The study focuses on neurons, which scientists believe is the wiring that allows hearing to happen. Over time, wear and tear causese these neurons to become damaged, and hence why most older people tend to suffer from hearing loss the most. The holy grail has been to find some way to repair and regenerate these damaged neurons.
Researchers think this could be done using something they reportedly call “bone velcro” that acts as a molecular anchor and keeps the treatment locked onto the inner ear bone. A gel or liquid could conceivably be applied to the opening of the ear.
The full statement from the university describing the technology follows below.
Researchers at USC and Harvard have developed a new approach to repair cells deep inside the ear — a potential remedy that could restore hearing for millions of elderly people and others who suffer hearing loss.
The lab study demonstrates a novel way for a drug to zero in on damaged nerves and cells inside the ear. It’s a potential remedy for a problem that afflicts two-thirds of people over 70 years and 17 percent of all adults in the United States.
“What’s new here is we figured out how to deliver a drug into the inner ear so it actually stays put and does what it’s supposed to do, and that’s novel,” said Charles E. McKenna, a corresponding author for the study and chemistry professor at USC Dornsife College of Letters, Arts and Sciences. “Inside this part of the ear, there’s fluid constantly flowing that would sweep dissolved drugs away, but our new approach addresses that problem. This is a first for hearing loss and the ear. It’s also important because it may be adaptable for other drugs that need to be applied within the inner ear.”
The paper was published April 4 in the journal Bioconjugate Chemistry. McKenna co-authored it with David Jung of Harvard Medical School, among others. It is the latest achievement in USC’s priority program to advance biomedicine, including the recent launching of the USC Michelson Center for Convergent Bioscience. The Michelson Center unites USC experts across disciplines to solve some of the most intractable research challenges related to health at the molecular level. The facility will house the new USC Center of Excellence in Drug Discovery, with McKenna as its director.
There are caveats. The research was conducted on animal tissues in a petri dish. It has not yet been tested in living animals or humans. Yet, the researchers are hopeful given the similarities of cells and mechanisms involved. McKenna says since the technique works in the laboratory, the findings provide “strong preliminary evidence” it could work in living creatures. They are already planning the next phase involving animals and hearing loss.
The study breaks new ground because researchers developed a novel drug-delivery method. Specifically, it targets the cochlea, a snail-like structure in the inner ear where sensitive cells convey sound to the brain. Hearing loss occurs due to aging, working with noisy machines and too many loud concerts.
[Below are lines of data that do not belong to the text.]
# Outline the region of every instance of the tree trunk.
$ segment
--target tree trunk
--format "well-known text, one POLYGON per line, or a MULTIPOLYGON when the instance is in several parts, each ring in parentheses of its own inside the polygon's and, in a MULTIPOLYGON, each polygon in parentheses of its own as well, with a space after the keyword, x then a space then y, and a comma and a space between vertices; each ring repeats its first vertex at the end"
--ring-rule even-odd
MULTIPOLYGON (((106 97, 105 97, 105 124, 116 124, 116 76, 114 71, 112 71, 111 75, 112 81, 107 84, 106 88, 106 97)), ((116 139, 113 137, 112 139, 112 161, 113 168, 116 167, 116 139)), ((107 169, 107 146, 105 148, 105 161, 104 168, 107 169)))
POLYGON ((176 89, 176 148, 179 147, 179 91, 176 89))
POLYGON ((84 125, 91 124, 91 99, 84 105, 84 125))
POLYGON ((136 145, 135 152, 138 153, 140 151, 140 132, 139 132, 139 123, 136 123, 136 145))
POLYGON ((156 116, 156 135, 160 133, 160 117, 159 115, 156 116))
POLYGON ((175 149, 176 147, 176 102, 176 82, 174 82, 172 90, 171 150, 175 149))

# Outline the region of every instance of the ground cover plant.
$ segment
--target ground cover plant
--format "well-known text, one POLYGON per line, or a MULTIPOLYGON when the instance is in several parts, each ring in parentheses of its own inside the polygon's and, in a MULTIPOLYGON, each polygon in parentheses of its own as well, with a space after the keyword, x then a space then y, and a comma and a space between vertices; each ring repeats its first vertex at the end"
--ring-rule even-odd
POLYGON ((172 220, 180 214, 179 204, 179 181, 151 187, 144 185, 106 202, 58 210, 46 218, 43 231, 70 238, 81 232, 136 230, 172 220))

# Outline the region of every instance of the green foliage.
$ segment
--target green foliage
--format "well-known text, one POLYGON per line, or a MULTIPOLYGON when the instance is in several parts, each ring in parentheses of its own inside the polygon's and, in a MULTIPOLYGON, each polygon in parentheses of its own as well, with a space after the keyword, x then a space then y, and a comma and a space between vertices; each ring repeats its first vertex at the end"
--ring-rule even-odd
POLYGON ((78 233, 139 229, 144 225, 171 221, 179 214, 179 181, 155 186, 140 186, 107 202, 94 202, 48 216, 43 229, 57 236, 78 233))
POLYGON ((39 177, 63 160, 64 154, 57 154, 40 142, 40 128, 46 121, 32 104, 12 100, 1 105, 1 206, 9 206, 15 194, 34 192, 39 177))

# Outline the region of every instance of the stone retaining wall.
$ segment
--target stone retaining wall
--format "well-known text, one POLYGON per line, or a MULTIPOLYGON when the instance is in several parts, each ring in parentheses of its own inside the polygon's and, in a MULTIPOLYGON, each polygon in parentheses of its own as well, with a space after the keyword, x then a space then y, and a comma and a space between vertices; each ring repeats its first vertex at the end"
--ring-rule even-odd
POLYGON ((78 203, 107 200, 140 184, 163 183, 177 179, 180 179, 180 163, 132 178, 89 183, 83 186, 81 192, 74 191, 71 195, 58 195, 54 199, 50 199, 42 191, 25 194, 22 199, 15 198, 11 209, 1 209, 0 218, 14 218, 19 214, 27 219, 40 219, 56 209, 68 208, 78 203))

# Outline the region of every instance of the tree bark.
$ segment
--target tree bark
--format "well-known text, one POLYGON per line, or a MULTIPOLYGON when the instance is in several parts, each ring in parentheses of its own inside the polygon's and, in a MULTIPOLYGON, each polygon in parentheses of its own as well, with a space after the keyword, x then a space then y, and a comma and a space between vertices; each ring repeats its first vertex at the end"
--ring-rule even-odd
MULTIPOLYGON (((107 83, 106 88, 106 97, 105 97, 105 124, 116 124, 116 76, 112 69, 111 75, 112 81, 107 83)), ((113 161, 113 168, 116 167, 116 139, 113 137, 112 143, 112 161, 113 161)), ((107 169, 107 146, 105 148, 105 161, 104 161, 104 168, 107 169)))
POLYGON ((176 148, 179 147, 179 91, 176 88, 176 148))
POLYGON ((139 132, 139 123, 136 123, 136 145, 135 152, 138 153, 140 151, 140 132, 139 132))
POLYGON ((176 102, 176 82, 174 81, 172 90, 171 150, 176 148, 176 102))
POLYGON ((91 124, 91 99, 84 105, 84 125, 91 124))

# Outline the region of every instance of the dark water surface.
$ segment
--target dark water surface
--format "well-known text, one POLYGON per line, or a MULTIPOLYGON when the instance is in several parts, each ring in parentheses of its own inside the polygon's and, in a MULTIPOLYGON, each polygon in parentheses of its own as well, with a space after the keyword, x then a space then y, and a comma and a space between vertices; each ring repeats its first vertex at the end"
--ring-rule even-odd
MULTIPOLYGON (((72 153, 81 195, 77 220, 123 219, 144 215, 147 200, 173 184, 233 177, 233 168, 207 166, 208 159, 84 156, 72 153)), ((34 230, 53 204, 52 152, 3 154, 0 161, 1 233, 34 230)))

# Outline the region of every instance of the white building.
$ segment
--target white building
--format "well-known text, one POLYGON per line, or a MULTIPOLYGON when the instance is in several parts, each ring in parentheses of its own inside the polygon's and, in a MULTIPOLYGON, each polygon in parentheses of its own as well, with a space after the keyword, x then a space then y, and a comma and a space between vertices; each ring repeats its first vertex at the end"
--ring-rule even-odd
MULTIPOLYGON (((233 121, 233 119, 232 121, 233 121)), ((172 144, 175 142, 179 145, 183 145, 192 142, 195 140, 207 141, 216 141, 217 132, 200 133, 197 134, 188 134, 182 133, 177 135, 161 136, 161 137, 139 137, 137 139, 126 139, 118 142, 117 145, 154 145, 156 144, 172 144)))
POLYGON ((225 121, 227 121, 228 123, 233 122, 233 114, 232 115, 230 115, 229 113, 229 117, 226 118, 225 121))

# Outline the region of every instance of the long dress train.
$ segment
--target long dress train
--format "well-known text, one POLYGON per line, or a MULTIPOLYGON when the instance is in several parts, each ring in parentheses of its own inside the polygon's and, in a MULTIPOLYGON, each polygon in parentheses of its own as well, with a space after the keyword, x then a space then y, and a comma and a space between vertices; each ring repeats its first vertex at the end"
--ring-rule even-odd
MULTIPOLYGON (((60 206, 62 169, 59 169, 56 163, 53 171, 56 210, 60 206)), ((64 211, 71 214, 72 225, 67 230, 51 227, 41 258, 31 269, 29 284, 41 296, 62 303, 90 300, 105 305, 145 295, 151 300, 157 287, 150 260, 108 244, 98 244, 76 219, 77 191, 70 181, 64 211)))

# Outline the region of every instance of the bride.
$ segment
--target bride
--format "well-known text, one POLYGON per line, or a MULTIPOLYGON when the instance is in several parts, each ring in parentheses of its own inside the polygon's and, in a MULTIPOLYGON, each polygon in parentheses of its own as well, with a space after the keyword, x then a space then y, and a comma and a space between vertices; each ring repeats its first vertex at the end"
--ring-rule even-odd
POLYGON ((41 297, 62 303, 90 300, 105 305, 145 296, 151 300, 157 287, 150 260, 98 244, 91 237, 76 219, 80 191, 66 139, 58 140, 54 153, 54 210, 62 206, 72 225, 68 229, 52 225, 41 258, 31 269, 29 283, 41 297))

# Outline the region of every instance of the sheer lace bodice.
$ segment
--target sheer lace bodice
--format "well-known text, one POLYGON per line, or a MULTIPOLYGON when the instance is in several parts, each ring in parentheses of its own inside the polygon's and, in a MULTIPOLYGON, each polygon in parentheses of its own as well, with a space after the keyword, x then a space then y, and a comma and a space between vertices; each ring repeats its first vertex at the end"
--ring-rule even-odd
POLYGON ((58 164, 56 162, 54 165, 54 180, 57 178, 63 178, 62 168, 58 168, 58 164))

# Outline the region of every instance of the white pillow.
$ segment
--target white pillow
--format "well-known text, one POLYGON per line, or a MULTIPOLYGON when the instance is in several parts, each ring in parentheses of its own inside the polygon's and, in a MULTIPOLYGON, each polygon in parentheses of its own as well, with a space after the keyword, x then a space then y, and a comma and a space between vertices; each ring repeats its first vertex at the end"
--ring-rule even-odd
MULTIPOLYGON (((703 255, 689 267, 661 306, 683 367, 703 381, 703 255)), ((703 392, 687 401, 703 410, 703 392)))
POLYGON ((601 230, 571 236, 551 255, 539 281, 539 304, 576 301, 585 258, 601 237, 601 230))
Over time, hair-like sensory cells and bundles of neurons that transmit their vibrations break down, as do ribbon-like synapses, which connect the cells.
The researchers designed a molecule combining 7,8-dihydroxyflavone, which mimics a protein critical for development and function of the nervous system, and bisphosphonate, a type of drug that sticks to bones. The pairing of the two delivered the breakthrough solution, the researchers said, as neurons responded to the molecule, regenerating synapses in mouse ear tissue that led to repair of the hair cells and neurons, which are essential to hearing.
“We’re not saying it’s a cure for hearing loss,” McKenna said. “It’s a proof of principle for a new approach that’s extremely promising. It’s an important step that offers a lot of hope.”
Hearing loss is projected to increase as the U.S. population ages. Previous research has shown that hearing loss is expected to nearly double in 40 years. Damage to the inner ear can lead to “hidden hearing loss,” which is difficulty hearing whispers and soft sounds, especially in noisy places. The new research gives hope to many hoping to avoid loss of hearing and quality of life.
The authors include lead researcher Judith S. Kempfle, as well as Christine Hamadani, Nicholas Koen, Albert S. Edge and David H. Jung of Harvard Medical School and The Eaton-Peabody Laboratories in Boston. Kempfle is also affiliated with the University of Tu?bingen Medical Center. Corresponding author Charles E. McKenna, as well as Kim Nguyen and Boris A. Kashemirov, are in the USC Dornsife College of Letters, Arts and Sciences.
This work was supported by the American Academy of Otolaryngology-Head and Neck Surgery Herbert Silverstein Otology and Neurotology Research Award, the American Otological Society Research Grant, and by a $567,783 grant from the National Institute of Deafness and other Communicative Disorders (R01 DC007174).